ひとまずほっとしたこの場面で、私は地を数えた。
白3、9の2子が獲られなければ、中央はまぐさ場になり、黒地はできない。
あとは左辺を折半するくらいでも逃げ切れると思った。

白2に回って、初めて勝ちがわかった。
実戦では黒3から白10までと決まったが、この右辺の白には黒から手がなかったのだろうか?
第一次十番碁の最終局、右辺の白が死んで負けたのがアタマをよぎった。

268手完、白18目勝ち。
終局図を見ると、白は7カ所に分かれて生きている(あー、しんどかった)。
序盤の無謀なデギリに始まり、効率の悪い生き方を2カ所で繰り返しては外勢を与えるなど、
白は反省する点が多い碁だった。
勝負を分けたのは右辺の折衝だが、黒が全部飲み込みにきたので、思わぬ逆転となったようだ。

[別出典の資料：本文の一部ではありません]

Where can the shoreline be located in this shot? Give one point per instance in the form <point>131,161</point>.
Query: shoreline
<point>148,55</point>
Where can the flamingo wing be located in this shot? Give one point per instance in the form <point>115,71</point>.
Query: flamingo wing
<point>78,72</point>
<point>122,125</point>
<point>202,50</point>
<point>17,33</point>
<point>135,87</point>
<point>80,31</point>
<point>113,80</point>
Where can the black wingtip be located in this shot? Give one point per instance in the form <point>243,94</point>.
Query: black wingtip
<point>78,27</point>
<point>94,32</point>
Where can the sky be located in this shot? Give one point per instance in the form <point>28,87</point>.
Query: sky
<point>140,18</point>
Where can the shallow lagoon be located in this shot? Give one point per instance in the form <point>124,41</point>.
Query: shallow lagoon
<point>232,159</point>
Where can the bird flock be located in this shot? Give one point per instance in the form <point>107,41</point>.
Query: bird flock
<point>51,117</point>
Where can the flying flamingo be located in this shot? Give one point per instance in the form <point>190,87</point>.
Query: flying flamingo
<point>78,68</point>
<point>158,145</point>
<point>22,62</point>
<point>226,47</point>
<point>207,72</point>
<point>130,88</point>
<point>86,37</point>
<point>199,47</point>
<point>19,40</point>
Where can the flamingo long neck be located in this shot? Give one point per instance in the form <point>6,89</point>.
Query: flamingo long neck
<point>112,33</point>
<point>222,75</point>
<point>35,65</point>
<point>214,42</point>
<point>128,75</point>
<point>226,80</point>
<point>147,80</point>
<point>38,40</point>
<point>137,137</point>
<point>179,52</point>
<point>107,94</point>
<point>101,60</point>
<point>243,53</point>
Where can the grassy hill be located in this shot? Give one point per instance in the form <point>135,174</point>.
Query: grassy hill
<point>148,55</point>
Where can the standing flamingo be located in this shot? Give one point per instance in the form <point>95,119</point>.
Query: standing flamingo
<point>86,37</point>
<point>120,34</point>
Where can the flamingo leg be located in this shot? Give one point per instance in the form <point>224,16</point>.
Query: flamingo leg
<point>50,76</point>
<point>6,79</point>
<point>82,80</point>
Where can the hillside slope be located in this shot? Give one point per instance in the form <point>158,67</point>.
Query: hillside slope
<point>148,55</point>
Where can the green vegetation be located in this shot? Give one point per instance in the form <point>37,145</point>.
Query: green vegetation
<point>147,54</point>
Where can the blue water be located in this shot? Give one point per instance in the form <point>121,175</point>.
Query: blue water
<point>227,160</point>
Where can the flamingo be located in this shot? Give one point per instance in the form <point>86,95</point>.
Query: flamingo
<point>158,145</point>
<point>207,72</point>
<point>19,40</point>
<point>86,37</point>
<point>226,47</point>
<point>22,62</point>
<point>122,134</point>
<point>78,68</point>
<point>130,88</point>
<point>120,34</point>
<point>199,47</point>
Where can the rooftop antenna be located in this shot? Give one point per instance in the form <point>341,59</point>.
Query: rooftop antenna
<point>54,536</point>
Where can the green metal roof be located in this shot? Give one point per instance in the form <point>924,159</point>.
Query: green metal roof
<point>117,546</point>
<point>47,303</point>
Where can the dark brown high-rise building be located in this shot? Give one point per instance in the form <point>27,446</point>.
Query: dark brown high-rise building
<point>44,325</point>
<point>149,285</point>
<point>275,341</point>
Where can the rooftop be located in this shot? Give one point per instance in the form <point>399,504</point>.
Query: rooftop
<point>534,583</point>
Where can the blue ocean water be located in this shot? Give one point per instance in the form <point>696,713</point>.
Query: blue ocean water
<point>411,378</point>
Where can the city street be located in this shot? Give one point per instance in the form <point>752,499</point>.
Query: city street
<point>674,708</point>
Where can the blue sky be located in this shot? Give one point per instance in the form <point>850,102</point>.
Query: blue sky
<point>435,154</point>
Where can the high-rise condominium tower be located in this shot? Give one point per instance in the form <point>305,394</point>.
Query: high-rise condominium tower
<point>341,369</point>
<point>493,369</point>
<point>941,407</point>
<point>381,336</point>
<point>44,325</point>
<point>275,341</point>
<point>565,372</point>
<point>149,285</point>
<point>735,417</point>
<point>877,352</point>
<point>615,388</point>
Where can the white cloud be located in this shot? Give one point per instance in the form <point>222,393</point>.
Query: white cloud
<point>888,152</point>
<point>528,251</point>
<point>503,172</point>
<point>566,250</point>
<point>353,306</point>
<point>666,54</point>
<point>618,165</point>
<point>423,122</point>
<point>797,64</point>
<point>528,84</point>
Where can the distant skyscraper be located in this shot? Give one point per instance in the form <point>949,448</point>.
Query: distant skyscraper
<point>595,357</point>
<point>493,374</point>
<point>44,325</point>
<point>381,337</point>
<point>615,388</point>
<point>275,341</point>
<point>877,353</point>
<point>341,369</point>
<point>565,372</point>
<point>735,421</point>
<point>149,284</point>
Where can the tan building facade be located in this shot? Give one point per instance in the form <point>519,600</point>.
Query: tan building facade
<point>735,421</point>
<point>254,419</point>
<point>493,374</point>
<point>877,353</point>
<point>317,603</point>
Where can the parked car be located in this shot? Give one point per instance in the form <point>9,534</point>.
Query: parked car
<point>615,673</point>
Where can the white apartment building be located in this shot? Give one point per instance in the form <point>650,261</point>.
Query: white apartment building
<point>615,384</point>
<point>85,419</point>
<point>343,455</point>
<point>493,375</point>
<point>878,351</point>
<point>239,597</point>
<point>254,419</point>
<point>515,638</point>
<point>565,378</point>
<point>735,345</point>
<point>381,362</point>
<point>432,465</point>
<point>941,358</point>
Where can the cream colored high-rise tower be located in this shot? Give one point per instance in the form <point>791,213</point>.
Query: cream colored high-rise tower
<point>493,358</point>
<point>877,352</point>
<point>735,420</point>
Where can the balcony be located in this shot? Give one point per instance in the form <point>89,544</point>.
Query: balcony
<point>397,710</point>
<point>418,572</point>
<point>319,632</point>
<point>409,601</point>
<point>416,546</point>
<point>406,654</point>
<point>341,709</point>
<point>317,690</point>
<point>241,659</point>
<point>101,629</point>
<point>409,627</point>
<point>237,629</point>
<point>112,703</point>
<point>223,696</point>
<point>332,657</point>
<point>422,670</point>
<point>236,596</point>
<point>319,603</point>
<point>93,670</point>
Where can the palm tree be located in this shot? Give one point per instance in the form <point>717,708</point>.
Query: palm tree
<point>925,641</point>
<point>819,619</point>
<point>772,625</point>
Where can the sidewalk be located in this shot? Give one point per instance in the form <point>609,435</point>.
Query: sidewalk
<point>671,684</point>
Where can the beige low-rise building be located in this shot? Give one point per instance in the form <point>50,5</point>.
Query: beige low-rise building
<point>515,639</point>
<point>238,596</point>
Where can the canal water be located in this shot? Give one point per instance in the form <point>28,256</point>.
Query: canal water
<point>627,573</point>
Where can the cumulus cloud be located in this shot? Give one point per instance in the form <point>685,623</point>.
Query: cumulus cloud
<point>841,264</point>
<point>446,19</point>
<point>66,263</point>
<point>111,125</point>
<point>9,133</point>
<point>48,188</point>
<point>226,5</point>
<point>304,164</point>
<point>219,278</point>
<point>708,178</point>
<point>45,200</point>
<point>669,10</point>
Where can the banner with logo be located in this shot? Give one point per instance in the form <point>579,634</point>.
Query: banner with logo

黒は右辺で妥協し、中央の白の弱石に対して外側から適当に利かして左辺を占めれば、
中央にも黒地が出来て、悠々と逃げ切れたのかもしれない。
もっとも、黒が妥協しなかったのは、碁を決めに出たと思われる。
この碁の持ち時間は各60分だったが、5分ずつ追加し合いながら打ち続けたので、
それぞれ、90分くらいは消費したことになる。
20時過ぎから打ち始めて、終局は23時半を回っていただろうか?
終局後のGO!さんの感想は、「疲れた」だった。
もちろん私も同感だった。
まだまだ他にも考えるべきコト、読むべき変化があるのだろうが、
勝敗はともかく、一人90分の碁は、今の私にとっては充実感もあり、贅沢な時間だ。
「月に一局だけ」ということが、大事に打とうという気持ちにつながっているように思う。